FRTB – An optimised approach for capital charge estimation

By Pushpak Tripathi, Senior Manager in the Financial Institutions – Risk Advisory practice, Zanders

Could you please tell our readers a little bit about yourself, your experience and what your current professional focus is?

I studied Materials and Metallurgical Engineering during my first degree and worked in technology consulting in Capital Markets for a number of years in the US and the UK. Given the quantitative nature of the field, I have enjoyed working in risk at some of the largest investment banks as well as at consulting firms advising the banks. During this time, I diversified my knowledge and skills by completing an MBA in Finance from Oxford University and obtaining the CFA and the FRM charters.

I have been engaged in implementing various aspects of risk and regulatory change at banks for well over a decade; starting from Basel 2, 2.5, 3 all the way to FDSF, CCAR and now FRTB. Most recently, I have also been involved in scenario analysis and stress testing initiatives to measure and monitor the impact of recent geopolitical events such as BREXIT, US Elections etc.

What, for you, are the benefits of attending a conference like the FRTB forum and what can attendees expect to learn from your session?

Personally, I am looking forward to attending this conference to learn from some of the most experienced industry practitioners. I am sure other risk professionals will also benefit from the various perspectives on how to navigate the challenges posed by a regulatory requirement as complex as the FRTB. 

What are the current challenges Financial Institutions face with regards to capital charge estimation and how can Institutions overcome this?

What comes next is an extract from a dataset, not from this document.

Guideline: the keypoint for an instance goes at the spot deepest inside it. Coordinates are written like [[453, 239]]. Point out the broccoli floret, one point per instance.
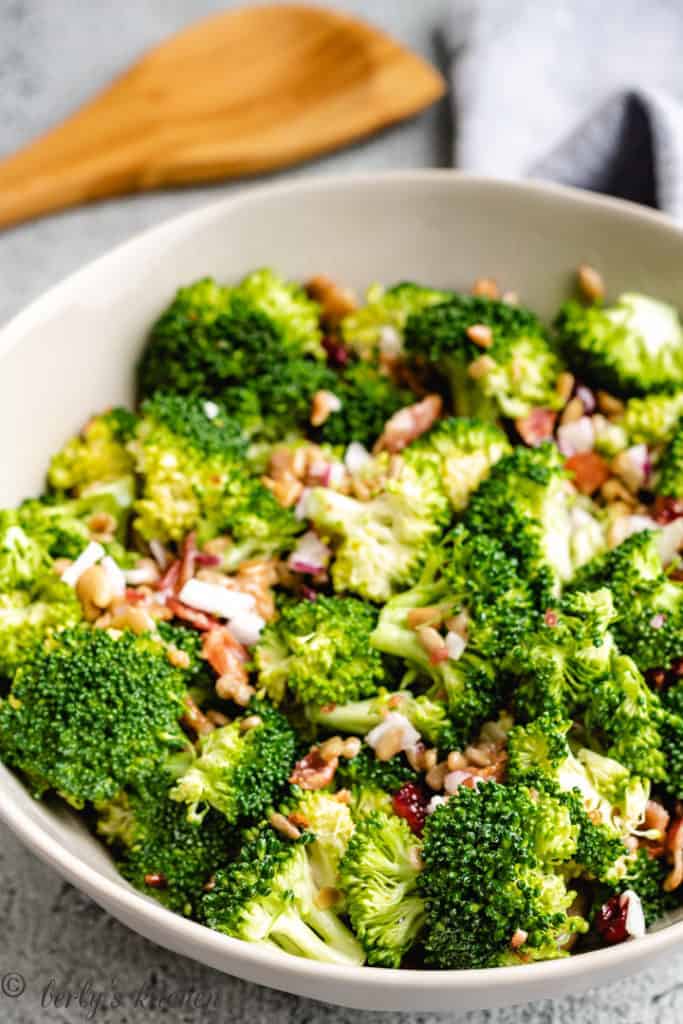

One of the biggest challenges Financial Institutions face with regards to capital charge estimation is often data-related. It has become quite apparent that compliance with FRTB (both SA and IMA) will require banks to hold vast volumes of market data. I have read about some banks contemplating coming together to form data pools to overcome this challenge. Also, quality, consistency and granularity of data is another challenge banks have been grappling with. In my view, early compliance BCBS 239 principles can work as a foundation for compliance with other data-intensive regulations such as FRTB.

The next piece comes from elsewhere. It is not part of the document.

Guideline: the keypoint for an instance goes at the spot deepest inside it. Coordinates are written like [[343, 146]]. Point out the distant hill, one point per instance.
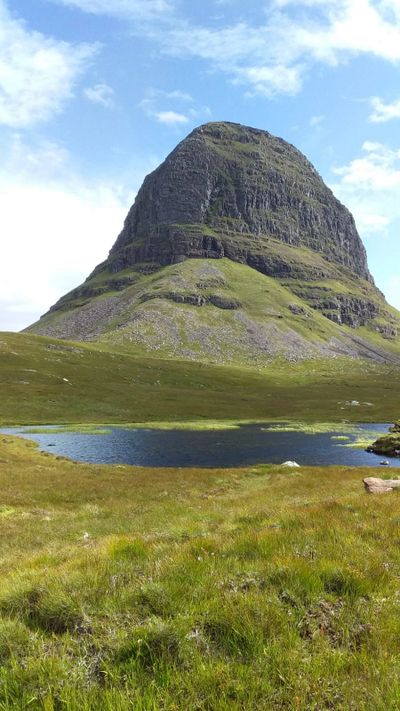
[[234, 251]]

Could you provide a brief insight on implementation and cost challenges of SMA and IMA?

Both approaches come with their own unique challenges. For the Standardised approach, the need for infrastructure to calculate and aggregate capital under the Sensitivities Based Approach across all the buckets of all the risk factors can be challenging for some banks. Under the IMA, the PnL eligibility test and the ability to handle NMRFs can also be a potential hurdle for many banks.

In your opinion, why is it important to be flexible when choosing IMA on a desk-by-desk basis?

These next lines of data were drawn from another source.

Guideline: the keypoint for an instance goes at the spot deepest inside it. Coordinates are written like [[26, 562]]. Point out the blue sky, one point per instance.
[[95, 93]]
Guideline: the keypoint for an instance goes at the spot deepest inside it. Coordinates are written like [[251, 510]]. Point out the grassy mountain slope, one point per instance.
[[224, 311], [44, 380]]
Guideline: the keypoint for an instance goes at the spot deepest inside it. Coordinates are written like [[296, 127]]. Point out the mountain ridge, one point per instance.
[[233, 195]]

Given the stringent and granular eligibility rules and the implementation cost for IMA, flexibility and a pragmatic approach will be the only way for banks to weigh up their potential overall capital savings against implementation cost before deciding the approach for a desk.

How do you see FRTB landscape progressing over the next 12 months? 

Progress has been rather sluggish since the deadline has been extended until early 2022. With the rules getting finalised later this year, I expect renewed focus and more activity in 2019, especially after the Brexit dust settles in 2019.